Entre ventos fortes e paisagens agrestes, a costa oeste da Irlanda serve de laboratório para uma tecnologia que pode redefinir a energia eólica. O projeto Kitepower aposta em cometas gigantes para captar ventos de alta altitude e transformá-los em eletricidade, oferecendo eficiência e flexibilidade superiores às turbinas tradicionais.
Energia que vem do céu
O sistema usa uma pipa de 60 m² presa a um cabo enrolado em um tambor. A pipa sobe descrevendo um padrão em forma de oito, como no kitesurf, durante cerca de 45 segundos.
Esse movimento maximiza a força do vento, gerando entre 2,5 e 4 toneladas de tração. A energia é transferida ao tambor, acionando um gerador em terra que carrega baterias.

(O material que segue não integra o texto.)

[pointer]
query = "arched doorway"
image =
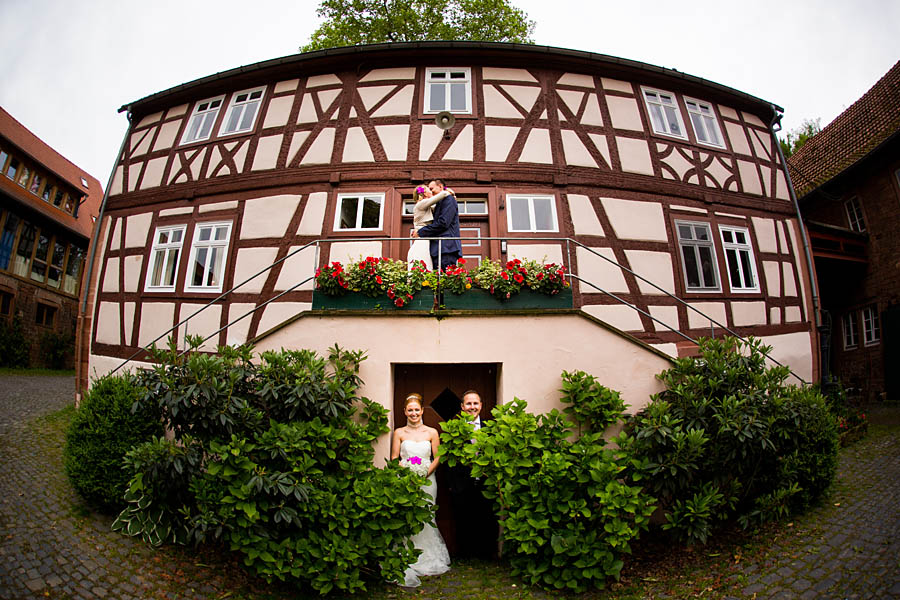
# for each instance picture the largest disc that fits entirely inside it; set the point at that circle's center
(442, 387)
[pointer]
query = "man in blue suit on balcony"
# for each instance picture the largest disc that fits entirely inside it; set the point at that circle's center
(444, 225)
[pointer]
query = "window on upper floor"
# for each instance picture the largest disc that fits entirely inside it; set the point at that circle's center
(202, 120)
(851, 334)
(206, 268)
(448, 89)
(739, 259)
(164, 256)
(12, 167)
(358, 212)
(8, 239)
(871, 326)
(242, 112)
(854, 214)
(530, 214)
(44, 314)
(665, 117)
(704, 122)
(698, 256)
(6, 303)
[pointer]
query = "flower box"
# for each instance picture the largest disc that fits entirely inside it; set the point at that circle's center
(475, 299)
(422, 300)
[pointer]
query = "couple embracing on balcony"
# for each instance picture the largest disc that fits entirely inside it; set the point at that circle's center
(435, 215)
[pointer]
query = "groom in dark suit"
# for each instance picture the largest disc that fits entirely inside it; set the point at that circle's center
(476, 526)
(444, 225)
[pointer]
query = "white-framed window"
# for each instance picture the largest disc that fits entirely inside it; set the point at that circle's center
(851, 334)
(854, 214)
(871, 326)
(209, 250)
(241, 115)
(470, 206)
(665, 117)
(202, 120)
(531, 214)
(164, 256)
(698, 256)
(448, 89)
(704, 122)
(358, 212)
(739, 259)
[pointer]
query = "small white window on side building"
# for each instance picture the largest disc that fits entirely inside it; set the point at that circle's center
(358, 212)
(202, 120)
(871, 326)
(739, 259)
(164, 257)
(448, 89)
(705, 123)
(665, 116)
(242, 112)
(209, 250)
(531, 214)
(698, 256)
(854, 214)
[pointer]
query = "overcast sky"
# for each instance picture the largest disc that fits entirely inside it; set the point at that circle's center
(67, 66)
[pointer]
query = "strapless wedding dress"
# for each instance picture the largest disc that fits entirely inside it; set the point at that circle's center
(435, 559)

No retorno, a pipa é posicionada para reduzir a resistência, permitindo recolher o cabo com gasto mínimo de energia. O ciclo se repete continuamente, produzindo até 30 kWh por unidade.

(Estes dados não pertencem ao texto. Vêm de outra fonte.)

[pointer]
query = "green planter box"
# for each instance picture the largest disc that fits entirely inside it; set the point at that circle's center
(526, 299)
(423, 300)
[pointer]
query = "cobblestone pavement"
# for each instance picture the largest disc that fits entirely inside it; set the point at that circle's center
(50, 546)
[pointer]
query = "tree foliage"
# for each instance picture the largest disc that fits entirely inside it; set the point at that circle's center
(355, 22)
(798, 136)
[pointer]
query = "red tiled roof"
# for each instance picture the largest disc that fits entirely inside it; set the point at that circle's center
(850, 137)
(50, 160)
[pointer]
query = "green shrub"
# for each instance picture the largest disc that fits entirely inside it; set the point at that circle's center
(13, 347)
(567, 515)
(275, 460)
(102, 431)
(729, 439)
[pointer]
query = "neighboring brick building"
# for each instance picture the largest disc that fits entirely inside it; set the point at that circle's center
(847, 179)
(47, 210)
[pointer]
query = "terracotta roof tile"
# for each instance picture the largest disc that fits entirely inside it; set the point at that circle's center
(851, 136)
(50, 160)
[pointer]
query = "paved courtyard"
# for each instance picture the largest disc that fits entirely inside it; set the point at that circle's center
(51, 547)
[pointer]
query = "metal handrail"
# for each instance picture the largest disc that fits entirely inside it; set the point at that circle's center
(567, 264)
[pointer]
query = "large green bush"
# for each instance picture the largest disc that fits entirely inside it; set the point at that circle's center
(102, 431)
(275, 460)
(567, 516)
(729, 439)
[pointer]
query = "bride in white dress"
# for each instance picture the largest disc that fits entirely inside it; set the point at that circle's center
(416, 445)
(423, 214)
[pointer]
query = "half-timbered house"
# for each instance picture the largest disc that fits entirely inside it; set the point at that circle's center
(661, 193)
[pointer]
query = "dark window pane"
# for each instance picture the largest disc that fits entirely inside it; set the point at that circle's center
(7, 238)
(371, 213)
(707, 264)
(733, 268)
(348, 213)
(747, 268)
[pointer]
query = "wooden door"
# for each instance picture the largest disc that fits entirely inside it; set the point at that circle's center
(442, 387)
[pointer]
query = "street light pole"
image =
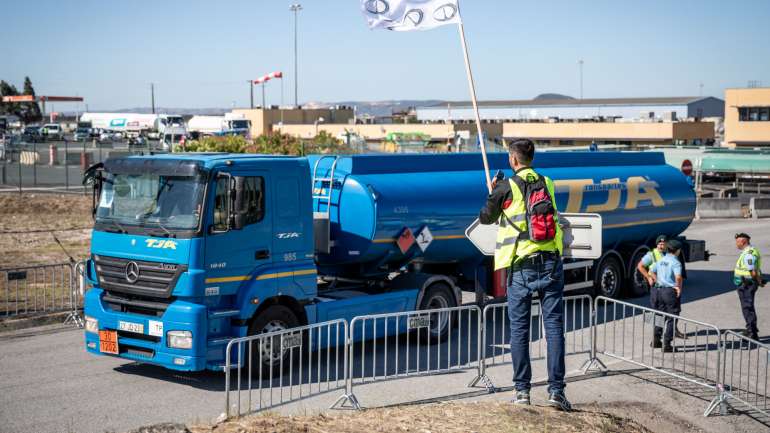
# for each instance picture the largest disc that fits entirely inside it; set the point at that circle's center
(251, 94)
(580, 62)
(296, 7)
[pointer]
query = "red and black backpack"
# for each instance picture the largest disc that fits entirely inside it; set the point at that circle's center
(540, 209)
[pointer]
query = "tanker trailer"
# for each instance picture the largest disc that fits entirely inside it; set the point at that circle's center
(375, 201)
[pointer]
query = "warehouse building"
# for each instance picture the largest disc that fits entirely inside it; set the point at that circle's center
(747, 117)
(570, 109)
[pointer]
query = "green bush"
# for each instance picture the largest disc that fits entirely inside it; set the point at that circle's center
(229, 144)
(269, 144)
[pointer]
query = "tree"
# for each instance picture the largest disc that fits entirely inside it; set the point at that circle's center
(7, 89)
(30, 110)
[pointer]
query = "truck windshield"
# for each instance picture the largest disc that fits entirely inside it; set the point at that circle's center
(240, 124)
(151, 201)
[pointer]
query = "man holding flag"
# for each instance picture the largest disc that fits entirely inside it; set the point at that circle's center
(408, 15)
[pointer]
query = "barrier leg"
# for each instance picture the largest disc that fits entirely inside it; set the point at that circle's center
(720, 401)
(348, 400)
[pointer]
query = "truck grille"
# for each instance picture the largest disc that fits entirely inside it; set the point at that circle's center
(137, 277)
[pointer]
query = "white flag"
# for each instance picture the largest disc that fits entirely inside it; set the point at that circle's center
(407, 15)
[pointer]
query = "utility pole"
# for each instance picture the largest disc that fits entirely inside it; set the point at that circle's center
(251, 93)
(580, 63)
(296, 7)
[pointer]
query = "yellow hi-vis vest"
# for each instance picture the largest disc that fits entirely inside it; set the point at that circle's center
(509, 248)
(740, 266)
(656, 257)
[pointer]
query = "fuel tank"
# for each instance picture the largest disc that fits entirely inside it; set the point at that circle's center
(374, 198)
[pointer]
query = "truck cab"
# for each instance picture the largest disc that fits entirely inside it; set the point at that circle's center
(185, 250)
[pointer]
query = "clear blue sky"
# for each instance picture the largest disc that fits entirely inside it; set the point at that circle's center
(201, 53)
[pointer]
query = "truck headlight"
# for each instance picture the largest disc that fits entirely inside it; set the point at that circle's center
(179, 339)
(92, 325)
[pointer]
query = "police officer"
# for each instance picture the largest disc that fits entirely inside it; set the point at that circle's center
(748, 278)
(665, 280)
(653, 256)
(533, 266)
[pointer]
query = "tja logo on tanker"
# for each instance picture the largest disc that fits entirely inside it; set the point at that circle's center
(638, 189)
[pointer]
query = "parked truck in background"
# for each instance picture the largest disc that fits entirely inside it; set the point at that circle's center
(170, 130)
(229, 124)
(191, 250)
(121, 122)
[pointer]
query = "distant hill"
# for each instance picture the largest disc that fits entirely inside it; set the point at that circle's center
(552, 96)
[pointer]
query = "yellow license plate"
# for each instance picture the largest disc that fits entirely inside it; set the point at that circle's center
(108, 342)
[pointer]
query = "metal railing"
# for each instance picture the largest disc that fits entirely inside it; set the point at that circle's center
(578, 332)
(284, 366)
(627, 332)
(36, 289)
(414, 343)
(745, 372)
(329, 356)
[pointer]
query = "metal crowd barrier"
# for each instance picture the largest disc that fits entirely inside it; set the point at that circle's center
(332, 355)
(745, 372)
(284, 366)
(395, 345)
(578, 333)
(31, 290)
(625, 331)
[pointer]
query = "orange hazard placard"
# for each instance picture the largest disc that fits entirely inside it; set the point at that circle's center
(405, 240)
(108, 342)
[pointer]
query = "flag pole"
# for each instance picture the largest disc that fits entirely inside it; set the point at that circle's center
(472, 86)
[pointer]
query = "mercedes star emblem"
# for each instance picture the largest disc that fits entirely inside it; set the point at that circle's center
(445, 12)
(377, 7)
(132, 272)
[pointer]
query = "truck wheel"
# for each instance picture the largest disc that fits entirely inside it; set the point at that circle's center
(609, 278)
(636, 283)
(267, 353)
(438, 295)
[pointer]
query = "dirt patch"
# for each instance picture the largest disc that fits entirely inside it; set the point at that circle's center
(29, 222)
(478, 417)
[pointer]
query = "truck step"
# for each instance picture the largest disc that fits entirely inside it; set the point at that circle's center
(218, 341)
(218, 314)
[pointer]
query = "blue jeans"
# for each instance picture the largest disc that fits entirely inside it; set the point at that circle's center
(546, 277)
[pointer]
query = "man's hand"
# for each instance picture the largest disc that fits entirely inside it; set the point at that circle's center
(651, 279)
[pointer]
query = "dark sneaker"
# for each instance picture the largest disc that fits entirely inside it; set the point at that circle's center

Vantagens sobre turbinas eólicas
Segundo os desenvolvedores, as pipas do Kitepower podem ser até duas vezes mais eficientes que turbinas, já que captam ventos mais fortes e constantes em maior altitude.

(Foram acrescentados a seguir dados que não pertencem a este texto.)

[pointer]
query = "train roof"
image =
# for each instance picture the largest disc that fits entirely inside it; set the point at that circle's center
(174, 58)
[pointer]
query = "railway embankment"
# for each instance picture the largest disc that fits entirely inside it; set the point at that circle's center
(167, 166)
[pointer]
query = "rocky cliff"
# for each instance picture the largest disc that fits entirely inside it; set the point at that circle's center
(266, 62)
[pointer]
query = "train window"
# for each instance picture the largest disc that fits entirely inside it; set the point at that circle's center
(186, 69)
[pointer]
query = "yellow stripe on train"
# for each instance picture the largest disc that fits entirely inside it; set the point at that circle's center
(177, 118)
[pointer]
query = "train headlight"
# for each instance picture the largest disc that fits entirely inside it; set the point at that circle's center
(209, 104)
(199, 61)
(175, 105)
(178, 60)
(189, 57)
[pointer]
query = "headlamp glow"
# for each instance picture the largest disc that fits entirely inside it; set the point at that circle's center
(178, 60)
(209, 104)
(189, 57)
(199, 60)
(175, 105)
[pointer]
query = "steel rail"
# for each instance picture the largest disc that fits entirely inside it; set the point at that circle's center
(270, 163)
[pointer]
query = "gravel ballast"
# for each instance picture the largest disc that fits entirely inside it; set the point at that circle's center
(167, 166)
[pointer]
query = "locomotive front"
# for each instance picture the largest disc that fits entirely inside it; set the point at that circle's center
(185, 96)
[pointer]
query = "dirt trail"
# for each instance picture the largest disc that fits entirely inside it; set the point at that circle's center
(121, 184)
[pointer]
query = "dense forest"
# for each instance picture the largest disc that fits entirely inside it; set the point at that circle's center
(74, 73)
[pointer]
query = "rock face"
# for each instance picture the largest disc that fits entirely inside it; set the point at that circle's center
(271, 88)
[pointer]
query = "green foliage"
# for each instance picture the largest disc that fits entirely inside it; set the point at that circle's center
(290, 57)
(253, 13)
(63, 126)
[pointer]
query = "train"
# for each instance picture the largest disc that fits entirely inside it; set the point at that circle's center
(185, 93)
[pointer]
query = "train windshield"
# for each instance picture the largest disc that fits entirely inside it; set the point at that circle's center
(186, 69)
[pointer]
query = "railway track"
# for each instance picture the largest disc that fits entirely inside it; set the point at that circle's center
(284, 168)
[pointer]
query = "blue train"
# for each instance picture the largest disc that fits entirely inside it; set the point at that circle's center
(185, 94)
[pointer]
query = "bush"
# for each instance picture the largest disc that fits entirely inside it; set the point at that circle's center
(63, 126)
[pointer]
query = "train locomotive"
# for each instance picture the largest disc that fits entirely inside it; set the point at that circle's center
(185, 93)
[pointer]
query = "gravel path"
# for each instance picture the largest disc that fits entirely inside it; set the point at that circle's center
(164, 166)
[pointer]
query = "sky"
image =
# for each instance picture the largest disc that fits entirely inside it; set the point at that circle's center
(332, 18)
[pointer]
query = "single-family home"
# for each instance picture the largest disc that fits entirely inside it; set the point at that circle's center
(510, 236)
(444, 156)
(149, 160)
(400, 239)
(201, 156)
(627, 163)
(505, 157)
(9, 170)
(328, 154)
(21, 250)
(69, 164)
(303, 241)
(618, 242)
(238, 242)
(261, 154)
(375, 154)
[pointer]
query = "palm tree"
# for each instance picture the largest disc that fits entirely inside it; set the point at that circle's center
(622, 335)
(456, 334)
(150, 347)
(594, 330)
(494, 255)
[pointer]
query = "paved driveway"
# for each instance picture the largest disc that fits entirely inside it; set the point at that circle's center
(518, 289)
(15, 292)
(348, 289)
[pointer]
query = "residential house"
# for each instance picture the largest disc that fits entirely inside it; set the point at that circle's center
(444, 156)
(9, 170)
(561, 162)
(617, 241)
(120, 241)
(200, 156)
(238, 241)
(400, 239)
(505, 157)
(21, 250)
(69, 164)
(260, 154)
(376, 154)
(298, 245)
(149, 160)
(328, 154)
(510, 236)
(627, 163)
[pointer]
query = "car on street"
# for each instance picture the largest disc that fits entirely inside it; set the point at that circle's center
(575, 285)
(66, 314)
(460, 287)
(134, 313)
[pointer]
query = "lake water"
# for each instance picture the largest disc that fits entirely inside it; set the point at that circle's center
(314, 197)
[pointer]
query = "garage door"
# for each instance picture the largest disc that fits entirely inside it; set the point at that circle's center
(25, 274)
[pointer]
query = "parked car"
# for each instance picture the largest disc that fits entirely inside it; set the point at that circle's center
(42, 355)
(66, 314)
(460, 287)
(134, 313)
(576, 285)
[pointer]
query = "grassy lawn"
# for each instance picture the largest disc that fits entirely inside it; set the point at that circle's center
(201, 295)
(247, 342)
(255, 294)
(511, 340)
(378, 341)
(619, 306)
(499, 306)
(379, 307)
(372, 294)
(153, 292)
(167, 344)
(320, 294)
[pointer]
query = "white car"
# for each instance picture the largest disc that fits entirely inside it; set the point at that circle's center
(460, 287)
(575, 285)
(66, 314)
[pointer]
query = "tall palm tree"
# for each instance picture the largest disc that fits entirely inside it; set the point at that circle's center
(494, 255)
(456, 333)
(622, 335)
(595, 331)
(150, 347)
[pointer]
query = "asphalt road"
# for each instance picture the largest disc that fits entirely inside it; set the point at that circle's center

A mobilidade também é um diferencial: todo o sistema cabe em um contêiner de seis metros, pode ser transportado em caminhão e não exige fundações ou torres. Isso viabiliza seu uso em áreas onde turbinas seriam impraticáveis.
Da Irlanda para o mundo
Após os testes no condado irlandês de Mayo, a tecnologia passou a ser aplicada nos Países Baixos em parceria com a construtora Dura Vermeer. Lá, a energia gerada abastece máquinas elétricas usadas em obras de infraestrutura.
O objetivo é expandir para ilhas e comunidades remotas da União Europeia que dependem de geradores a diesel. A experiência irlandesa reforça que a energia eólica aerotransportada pode ser uma alternativa renovável, econômica e fácil de implementar.